When my missus recently returned from a trip to Jena, Germany, to visit her parents I waited with anticipation as she unpacked her luggage to see what goodies might be coming my way. Not to sound ungrateful, I was a little bit underwhelmed when she presented me with a camera she had found in a second hand store. If you have read any of my previous posts you will know I'm quite partial to an old camera, but this one just wasn't doing it for me. The main reason was purely based on aesthetics, it looked like a lady's purse.
Not to disappoint my missus, I gave it a chance and did a bit of research as I'd never seen such a camera before. The name of the camera is a PENTI and was made by an East German company called Welta in the late 1950s.
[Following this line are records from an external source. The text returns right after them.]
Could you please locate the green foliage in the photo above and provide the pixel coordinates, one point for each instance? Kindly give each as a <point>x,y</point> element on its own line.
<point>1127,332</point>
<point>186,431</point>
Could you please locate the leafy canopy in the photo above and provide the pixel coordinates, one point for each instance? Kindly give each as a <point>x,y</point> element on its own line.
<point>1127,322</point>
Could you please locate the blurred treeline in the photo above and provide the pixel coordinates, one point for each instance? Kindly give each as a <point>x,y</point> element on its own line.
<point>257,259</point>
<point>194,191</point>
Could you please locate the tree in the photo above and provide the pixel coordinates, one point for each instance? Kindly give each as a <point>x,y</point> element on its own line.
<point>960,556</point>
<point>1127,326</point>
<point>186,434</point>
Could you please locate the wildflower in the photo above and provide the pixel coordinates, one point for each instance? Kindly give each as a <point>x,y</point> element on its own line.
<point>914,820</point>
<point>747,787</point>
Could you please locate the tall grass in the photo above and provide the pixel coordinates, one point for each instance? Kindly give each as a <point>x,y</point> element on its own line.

Its a viewfinder camera with a complete set of manual controls, all in rings around the lens: one for distance, one for shutter speed and one for aperture.
The PENTI's most unusual feature is the long film advance button. Once the button is pushed in the film advances to the next frame. After exposure the button pops back out again so you never forget to advance the film before taking the next shot.
The other interesting aspect is that it shoots half frame images so you get two portrait format exposures within the regular 35mm frame. So far I've put two rolls of films through it, and I have to say I'm starting to warm to it. The camera is tiny and light and fits in my coat pocket. It's a bit quirky looking, but for a 60 year old camera the images are not bad at all.